En 2017 fallecieron más de 97,000 personas por afecciones cardiovasculares, liderando el ranking del total de las causas de muerte con 28.5%.8 Al focalizarnos en los años de vida perdidos (entre los 30 y 70 años), la enfermedad cardiovascular es responsable de la mayor cantidad de muertes prematuras (35% en hombres y el 28% en las mujeres, primera causa en ambos sexos).

Desde el año 2000 al 2010, en la Argentina se redujo la tasa de mortalidad cardiovascular en hombres un 22% (de 271.4 a 211.6 por cada 100.000 habitantes). Según el estudio del  ¨Global Burden of Disease¨ (GBD), esta reducción de mortalidad se adjudica mayoritariamente a una mejora en la calidad y el acceso a la salud. Un sistema donde los pacientes tienen preocupaciones que lo inducen a no consultar (ya sea para sus problemas crónicos o, incluso, por síntomas de descompensación), o no se prioriza la atención por la situación actual, causará un incremento prevenible de muertes por  ECV.

Propuestas de implementación de un proceso de continuidad de atención cardiovascular

Lo dividiremos en medidas para el sistema de atención, estudios/tratamientos y medidas de difusión a la población.
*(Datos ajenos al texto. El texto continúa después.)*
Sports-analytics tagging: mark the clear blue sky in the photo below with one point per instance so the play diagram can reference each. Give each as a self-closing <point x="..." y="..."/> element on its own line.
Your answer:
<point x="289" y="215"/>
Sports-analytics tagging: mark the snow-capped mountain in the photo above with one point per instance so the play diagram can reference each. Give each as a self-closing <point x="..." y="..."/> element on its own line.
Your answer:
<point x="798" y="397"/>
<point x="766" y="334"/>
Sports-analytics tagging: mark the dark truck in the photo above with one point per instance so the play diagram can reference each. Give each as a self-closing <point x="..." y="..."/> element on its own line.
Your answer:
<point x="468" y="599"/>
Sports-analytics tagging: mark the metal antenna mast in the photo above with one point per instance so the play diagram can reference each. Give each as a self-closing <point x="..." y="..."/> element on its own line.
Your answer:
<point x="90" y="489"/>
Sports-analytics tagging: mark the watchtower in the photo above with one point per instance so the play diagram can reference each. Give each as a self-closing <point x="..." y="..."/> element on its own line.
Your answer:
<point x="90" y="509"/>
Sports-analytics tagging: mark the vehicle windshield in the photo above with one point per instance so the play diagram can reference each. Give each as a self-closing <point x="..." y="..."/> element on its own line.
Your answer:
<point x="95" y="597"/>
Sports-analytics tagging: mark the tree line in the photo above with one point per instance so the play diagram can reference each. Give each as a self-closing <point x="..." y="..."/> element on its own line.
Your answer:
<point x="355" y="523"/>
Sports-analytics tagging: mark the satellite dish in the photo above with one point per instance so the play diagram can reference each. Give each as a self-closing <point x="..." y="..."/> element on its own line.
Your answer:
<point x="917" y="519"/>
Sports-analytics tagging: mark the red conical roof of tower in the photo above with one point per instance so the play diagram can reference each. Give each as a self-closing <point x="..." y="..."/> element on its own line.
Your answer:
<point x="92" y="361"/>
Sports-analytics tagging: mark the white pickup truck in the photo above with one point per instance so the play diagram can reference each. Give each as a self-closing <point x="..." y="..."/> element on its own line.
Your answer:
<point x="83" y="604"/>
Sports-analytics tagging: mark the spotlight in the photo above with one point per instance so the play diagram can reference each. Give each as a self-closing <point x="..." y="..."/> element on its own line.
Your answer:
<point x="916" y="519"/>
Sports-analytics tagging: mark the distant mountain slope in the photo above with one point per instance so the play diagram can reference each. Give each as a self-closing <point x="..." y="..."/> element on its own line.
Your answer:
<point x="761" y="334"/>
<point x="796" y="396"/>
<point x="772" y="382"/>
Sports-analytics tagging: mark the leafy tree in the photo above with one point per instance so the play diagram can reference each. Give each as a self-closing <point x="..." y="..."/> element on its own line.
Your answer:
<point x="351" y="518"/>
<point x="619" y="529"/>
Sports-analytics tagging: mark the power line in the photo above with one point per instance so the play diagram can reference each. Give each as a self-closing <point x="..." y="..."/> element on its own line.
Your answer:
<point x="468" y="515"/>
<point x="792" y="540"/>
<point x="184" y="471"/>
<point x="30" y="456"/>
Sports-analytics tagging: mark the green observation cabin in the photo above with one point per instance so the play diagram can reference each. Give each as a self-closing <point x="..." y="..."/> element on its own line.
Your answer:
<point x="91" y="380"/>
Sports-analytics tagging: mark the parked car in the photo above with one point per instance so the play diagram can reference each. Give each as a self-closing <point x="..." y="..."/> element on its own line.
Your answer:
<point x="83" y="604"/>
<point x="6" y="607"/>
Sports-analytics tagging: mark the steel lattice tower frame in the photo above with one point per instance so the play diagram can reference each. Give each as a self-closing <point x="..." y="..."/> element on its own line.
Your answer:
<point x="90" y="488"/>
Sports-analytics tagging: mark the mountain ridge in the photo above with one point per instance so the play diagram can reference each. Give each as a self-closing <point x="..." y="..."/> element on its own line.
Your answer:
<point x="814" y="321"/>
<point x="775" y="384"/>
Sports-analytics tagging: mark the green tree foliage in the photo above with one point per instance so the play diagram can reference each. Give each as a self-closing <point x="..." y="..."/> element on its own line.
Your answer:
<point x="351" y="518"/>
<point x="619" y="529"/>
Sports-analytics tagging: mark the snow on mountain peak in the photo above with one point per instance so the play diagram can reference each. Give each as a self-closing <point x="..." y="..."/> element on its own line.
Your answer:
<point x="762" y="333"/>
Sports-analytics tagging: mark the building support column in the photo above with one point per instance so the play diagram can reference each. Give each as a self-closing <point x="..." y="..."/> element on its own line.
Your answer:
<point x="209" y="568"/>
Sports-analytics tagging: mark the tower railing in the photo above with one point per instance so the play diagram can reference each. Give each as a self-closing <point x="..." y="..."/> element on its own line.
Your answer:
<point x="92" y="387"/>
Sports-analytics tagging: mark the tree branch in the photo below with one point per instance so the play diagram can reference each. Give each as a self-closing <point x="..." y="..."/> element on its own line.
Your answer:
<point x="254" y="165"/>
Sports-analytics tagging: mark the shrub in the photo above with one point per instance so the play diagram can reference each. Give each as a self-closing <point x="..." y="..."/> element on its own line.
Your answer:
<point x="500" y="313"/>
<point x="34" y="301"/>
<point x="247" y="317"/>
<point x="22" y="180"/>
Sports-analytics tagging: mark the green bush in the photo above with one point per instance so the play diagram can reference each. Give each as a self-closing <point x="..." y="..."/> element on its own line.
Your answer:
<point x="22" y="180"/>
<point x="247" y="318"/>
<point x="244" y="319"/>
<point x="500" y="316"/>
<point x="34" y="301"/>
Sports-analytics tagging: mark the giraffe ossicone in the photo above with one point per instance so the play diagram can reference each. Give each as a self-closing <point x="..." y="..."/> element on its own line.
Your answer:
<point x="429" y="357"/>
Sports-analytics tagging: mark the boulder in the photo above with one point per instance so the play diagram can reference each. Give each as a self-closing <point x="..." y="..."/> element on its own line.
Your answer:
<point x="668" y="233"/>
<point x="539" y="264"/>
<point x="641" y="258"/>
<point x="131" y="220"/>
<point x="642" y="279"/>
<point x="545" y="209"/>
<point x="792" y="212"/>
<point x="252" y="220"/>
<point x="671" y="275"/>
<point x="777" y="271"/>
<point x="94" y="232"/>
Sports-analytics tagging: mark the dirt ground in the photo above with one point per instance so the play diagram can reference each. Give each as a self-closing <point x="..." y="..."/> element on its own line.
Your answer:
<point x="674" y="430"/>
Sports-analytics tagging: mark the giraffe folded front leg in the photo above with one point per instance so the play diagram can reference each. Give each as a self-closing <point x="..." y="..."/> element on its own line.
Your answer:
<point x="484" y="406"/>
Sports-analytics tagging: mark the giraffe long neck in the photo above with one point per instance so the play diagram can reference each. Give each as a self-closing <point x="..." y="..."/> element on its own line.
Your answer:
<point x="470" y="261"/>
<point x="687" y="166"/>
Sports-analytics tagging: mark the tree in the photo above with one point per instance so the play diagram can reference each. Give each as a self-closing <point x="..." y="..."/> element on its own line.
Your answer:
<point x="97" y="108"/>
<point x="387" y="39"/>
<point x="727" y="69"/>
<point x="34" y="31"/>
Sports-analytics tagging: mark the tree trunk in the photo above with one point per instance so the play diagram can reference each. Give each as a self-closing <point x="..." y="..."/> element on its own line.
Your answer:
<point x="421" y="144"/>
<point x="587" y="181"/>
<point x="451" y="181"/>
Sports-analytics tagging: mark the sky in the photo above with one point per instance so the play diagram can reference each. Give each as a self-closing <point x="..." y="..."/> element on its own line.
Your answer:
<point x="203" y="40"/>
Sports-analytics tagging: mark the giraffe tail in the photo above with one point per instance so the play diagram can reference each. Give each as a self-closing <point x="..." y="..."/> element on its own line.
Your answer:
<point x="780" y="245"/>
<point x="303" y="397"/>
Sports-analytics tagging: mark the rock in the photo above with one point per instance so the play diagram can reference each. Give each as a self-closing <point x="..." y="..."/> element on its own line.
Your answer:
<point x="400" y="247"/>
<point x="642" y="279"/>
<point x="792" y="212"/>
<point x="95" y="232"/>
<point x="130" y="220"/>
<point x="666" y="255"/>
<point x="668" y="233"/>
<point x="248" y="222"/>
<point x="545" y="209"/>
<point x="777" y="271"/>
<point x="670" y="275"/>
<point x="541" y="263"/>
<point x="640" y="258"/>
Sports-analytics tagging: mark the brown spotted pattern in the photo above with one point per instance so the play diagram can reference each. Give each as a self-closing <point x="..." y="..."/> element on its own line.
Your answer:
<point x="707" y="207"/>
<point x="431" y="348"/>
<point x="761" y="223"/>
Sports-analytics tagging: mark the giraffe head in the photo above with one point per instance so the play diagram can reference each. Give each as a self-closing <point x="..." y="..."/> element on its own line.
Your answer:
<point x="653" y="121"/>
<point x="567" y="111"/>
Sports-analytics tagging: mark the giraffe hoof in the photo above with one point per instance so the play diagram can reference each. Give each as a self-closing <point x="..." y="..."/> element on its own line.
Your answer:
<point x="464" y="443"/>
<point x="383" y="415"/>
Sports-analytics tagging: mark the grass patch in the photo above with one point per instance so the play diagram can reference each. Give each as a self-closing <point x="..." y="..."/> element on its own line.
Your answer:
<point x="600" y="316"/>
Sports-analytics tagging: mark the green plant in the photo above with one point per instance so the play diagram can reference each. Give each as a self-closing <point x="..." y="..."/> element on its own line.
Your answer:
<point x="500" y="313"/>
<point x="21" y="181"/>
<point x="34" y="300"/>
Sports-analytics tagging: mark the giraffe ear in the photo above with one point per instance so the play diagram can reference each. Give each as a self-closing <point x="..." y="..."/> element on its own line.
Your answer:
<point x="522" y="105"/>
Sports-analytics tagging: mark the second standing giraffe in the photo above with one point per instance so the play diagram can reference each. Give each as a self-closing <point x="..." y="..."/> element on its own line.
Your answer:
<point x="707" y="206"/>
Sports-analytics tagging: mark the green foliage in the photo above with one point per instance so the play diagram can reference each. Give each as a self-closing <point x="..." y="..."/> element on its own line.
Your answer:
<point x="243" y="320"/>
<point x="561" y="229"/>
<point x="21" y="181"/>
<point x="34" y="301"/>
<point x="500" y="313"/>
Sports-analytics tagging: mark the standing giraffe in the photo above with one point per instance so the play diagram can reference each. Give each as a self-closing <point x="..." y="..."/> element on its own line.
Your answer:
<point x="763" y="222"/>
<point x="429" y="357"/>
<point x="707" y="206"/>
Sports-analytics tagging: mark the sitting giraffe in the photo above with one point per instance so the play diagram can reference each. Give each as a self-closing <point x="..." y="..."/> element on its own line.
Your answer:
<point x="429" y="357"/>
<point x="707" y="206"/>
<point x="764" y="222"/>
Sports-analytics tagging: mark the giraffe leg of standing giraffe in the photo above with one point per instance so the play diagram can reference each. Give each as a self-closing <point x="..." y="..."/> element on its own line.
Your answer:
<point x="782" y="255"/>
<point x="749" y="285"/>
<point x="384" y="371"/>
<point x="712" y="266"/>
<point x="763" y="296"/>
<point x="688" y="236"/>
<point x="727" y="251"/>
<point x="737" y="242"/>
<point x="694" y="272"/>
I. Medidas para el sistema de atención de la salud

Objetivo a lograr: Garantizar la atención cardiovascular con la menor posibilidad de contagio  hacia los pacientes y los profesionales de la salud.

Los contactos presenciales del paciente con el sistema de salud serán realizados bajo normas especiales de bioseguridad que reduzcan al mínimo el riesgo de contagio por COVID-19. Este aspecto deberá contemplar diferentes escenarios

Consultas por guardia a las instituciones

a. En el traslado de los pacientes en emergencia por sus familiares, facilitar  una línea telefónica especial para la autorización del traslado y la coordinación con vías rápidas en autopista o avenidas, liberando los controles.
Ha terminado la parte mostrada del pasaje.